Vor einigen Tagen habe ich im Neckartal an einem Hang, an dem ich schon früher Osmia tridentata nachgewiesen hatte, mehrere verholzte, dürre Stengel der Kleinblütigen Königskerze (Verbascum thapsus) und der Brombeere (Rubus fruticosus) ausgebracht, um meine schon vor längerer Zeit durchgeführten, aber noch nicht publizierten Untersuchungen zur Biologie dieser Art durch zusätzliche Beobachtungen zu ergänzen. Sowohl der wissenschaftliche wie der deutsche Name dieser Bienenart weisen auf ein morphologisches Merkmal des Männchens hin, dessen letztes Hinterleibsegment zweimal tief ausgebuchtet ist, so daß drei lange Fortsätze (»Zähne«) gebildet werden.
Links: An einem in den Boden geschlagenen
Stab wurde ein dürrer Stengel der Königskerze mit Bindedraht
befestigt. Entscheidend ist die vertikale Orientierung des Stengels, da sich
die Mauerbiene bei der Suche nach einem geeigneten Nistplatz bevorzugt an vertikalen
Strukturen orientiert. Sie werden gegenüber Brombeerranken, die mit ihrem
Ende nach unten gerichtet sind, bevorzugt. Gebündelte
Stengel nimmt die Art nicht an.
Rechts: Am 4. Juni wurde dieser Stengel von einem Weibchen von Osmia tridentata besiedelt. Schon nach kurzer Zeit der Bautätigkeit ist
der Nesteingang, der einen Durchmesser von 5 mm hat, zu sehen und zeigt dem Beobachter
die »Inbesitzname« des
Stengels durch diese Bienenart an.
Weibchen von Osmia tridentata auf dem von ihm als Nistplatz gewählten dürren Stengel einer Königskerze. Hinter der Biene liegen bereits abgenagte und herausgeschaffte Markpartikel.
Mit den Oberkiefern und mit allen Beinen befördert das Weibchen die Markstückchen aus dem engen Gang nach draußen.
Mit den Mandibeln (Oberkiefern) nagt das Weibchen kleine Partikel des Marks, das den Stengel innen ausfüllt, ab und schiebt sie rückwärts nach oben, um sie dann mit den Beinen nach hinten wegzuschieben. Sie sind so leicht, daß sie schon durch einen kleinen Windstoß vom Nesteingang weggeblasen werden.
»Bauchansicht« des gleichen Weibchens. Der Hinterleib ist nach unten gekrümmt.
Nach getaner Arbeit setzt sich das Weibchen in den Nesteingang, den es damit gleichzeitig bewacht. Weibchen, die noch keinen Stengel gefunden haben, versuchen nämlich gelegentlich, sich des Stengels zu bemächtigen.
Osmia tridentata gehört zu den wenigen heimischen Bienenarten, die ihr Nest ausschließlich in dürren, markhaltigen Pflanzenstengeln anlegen und die den Hohlraum für die Brutzellen selbst nagen.
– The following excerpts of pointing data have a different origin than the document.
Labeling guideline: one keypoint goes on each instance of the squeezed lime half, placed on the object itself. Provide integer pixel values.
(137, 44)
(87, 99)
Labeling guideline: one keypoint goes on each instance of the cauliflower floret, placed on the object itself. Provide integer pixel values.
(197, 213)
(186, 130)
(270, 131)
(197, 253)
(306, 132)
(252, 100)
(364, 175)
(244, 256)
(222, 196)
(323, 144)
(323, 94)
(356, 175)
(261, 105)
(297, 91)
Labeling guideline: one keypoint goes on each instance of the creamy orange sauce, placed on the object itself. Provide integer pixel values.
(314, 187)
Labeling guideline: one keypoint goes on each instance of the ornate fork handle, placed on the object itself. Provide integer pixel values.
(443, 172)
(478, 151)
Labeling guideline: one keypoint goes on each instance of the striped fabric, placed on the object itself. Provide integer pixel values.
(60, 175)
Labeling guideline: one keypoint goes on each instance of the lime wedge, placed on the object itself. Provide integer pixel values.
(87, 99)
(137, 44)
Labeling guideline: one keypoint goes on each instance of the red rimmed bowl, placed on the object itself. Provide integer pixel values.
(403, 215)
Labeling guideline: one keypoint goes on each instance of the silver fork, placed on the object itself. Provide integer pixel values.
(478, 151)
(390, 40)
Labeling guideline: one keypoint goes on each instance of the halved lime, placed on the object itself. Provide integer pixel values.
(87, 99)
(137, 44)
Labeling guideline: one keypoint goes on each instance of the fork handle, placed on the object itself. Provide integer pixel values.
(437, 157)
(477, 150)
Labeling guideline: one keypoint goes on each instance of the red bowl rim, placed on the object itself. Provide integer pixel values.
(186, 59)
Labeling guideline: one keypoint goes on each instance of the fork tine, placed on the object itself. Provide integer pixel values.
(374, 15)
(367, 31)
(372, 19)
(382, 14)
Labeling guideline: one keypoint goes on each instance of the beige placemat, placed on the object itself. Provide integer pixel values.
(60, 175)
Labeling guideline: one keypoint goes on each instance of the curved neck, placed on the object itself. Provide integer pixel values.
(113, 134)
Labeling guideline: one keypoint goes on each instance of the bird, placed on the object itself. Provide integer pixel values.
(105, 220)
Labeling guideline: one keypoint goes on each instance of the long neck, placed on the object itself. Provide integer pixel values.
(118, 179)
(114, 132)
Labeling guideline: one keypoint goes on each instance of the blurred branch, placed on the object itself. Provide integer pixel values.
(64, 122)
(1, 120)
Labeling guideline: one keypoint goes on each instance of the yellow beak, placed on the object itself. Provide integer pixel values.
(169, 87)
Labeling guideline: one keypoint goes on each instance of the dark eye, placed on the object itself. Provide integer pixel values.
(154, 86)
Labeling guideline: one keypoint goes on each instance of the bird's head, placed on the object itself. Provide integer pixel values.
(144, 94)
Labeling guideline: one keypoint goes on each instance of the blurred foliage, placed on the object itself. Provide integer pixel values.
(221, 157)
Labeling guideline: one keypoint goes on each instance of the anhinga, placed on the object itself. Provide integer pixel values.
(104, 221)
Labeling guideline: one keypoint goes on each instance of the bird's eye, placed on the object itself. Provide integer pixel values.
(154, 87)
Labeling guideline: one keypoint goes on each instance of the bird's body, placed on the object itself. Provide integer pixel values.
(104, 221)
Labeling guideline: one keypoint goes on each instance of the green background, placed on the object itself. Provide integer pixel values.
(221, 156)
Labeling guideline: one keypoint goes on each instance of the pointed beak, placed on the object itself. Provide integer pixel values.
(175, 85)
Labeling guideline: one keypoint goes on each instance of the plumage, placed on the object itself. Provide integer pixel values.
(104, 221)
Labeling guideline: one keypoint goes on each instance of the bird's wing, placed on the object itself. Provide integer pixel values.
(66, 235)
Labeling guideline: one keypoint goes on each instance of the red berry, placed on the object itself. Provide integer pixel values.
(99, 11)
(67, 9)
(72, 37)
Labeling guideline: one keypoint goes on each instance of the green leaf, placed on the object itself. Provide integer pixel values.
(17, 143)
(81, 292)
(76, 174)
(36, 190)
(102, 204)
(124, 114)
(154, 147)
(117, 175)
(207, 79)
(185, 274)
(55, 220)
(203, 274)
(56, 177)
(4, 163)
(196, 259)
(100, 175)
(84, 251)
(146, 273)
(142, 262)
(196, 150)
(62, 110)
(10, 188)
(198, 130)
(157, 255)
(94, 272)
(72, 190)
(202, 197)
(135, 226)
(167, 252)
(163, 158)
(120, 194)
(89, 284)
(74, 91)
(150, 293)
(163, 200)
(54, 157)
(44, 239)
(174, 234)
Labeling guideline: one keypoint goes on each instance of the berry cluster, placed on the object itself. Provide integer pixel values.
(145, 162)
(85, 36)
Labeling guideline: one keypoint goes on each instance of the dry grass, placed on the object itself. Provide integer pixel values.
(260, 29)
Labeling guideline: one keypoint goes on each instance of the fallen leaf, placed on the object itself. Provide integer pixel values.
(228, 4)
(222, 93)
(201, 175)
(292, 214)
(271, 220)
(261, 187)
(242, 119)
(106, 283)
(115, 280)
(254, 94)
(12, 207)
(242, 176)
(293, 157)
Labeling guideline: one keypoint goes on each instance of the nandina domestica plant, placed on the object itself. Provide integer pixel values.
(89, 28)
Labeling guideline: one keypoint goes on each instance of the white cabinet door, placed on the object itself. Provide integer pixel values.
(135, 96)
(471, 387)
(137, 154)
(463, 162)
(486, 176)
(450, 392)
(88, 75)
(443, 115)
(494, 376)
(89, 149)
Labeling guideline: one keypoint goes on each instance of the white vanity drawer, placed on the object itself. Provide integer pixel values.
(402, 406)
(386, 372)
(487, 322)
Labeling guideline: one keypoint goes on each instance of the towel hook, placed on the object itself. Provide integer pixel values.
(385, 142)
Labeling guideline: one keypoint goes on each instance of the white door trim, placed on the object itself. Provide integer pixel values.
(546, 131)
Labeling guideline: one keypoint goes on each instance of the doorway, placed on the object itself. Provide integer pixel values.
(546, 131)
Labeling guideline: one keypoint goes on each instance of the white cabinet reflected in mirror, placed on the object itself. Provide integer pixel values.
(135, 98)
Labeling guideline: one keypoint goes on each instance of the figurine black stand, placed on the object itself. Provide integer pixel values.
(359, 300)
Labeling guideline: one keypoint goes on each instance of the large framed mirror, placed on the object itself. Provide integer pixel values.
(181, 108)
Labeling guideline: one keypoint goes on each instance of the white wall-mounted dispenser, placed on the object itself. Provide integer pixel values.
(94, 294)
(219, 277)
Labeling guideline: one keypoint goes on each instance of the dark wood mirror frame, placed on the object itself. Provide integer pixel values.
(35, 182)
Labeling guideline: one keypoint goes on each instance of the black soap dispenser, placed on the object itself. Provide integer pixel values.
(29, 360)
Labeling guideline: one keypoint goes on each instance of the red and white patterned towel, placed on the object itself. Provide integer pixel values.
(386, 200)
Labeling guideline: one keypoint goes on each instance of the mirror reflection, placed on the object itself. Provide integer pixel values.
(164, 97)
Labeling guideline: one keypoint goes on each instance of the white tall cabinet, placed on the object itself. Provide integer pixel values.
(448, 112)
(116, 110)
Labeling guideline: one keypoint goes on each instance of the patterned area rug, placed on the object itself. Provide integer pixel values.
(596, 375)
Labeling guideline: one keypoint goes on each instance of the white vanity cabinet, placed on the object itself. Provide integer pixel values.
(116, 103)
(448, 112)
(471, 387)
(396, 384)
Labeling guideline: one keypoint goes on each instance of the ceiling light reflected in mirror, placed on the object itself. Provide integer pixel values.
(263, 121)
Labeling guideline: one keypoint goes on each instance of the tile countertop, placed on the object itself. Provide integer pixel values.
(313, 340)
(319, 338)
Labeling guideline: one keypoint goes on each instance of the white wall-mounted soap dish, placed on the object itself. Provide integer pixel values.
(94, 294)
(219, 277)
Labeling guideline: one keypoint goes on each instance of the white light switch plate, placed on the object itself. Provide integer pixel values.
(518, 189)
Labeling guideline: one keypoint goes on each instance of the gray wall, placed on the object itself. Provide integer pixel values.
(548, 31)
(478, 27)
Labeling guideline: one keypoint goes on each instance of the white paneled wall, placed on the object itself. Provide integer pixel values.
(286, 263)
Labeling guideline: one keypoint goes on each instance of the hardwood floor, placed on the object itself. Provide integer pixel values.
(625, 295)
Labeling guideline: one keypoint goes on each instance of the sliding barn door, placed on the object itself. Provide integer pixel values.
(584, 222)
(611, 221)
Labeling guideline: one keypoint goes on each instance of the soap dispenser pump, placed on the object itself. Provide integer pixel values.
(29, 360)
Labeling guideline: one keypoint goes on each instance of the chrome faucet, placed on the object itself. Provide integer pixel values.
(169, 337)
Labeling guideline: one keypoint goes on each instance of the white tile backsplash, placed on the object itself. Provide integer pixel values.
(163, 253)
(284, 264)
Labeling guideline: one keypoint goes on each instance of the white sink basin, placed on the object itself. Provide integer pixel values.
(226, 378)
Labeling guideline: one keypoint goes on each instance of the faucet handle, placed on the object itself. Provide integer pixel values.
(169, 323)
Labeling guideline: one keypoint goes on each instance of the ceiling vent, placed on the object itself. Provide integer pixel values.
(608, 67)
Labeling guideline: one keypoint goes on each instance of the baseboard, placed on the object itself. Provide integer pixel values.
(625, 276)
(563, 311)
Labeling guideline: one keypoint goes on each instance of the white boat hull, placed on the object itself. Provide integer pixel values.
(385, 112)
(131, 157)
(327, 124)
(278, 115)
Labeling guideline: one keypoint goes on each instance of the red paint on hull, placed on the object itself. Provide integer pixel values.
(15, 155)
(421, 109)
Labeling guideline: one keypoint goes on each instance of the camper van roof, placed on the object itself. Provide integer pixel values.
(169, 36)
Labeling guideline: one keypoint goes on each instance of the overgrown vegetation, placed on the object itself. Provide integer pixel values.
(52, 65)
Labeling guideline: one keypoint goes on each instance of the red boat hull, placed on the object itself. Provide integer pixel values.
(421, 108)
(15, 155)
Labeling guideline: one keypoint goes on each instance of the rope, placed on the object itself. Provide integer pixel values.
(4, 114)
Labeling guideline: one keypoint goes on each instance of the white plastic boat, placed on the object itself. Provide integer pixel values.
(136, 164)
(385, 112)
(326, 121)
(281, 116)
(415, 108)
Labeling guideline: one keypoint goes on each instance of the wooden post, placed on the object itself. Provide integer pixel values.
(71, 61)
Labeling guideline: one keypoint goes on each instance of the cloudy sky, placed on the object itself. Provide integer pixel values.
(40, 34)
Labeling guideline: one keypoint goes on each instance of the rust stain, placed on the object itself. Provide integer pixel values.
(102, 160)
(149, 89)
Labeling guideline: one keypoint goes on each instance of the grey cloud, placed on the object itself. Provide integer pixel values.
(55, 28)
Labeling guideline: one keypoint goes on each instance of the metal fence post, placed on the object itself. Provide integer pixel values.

Aufgrund ihrer Körpergröße und der hohen Anzahl ihrer Brutzellen braucht diese Mauerbienen-Art besonders dicke und besonders lange Stengel. Wenn man verblühte und verholzte Königskerzen oder dicke, dürre Brombeerranken am Ende mit der Rebschere abschneidet, schafft man geeignete Nistplätze. Allerdings müssen diese Stengel, sofern sie besiedelt werden, bis zum kommenden Frühsommer an Ort und Stelle verbleiben, weil die nächste Generation erst im kommenden Jahr aus dem Stengel schlüpft. Eine solche Maßnahme zur Förderung dieser nicht gerade häufigen, wärmeliebenden Offenlandsart ist allerdings nur dort sinnvoll, wo sie auch vorkommt. In Deutschland wurde sie bisher nach meiner Kenntnis in allen Bundesländern mit Ausnahme von Schleswig-Holstein, Mecklenburg-Vorpommern, Niedersachen und Nordrhein-Westfalen nachgewiesen. In der Schweiz und in Österreich kommt sie ebenfalls vor. Mir war es mehrfach vergönnt, die Art auch in meinem strukturell und floristisch vielfältigen Garten durch das Anbieten geeigneter Nistplätze und artspezifischer Pollenquellen (Schmetterlingsblütler) zu erleben.
Über den Fortschritt beim Nestbau bzw. bei der Verproviantierung der Brutzellen werde ich zu gegebener Zeit berichten.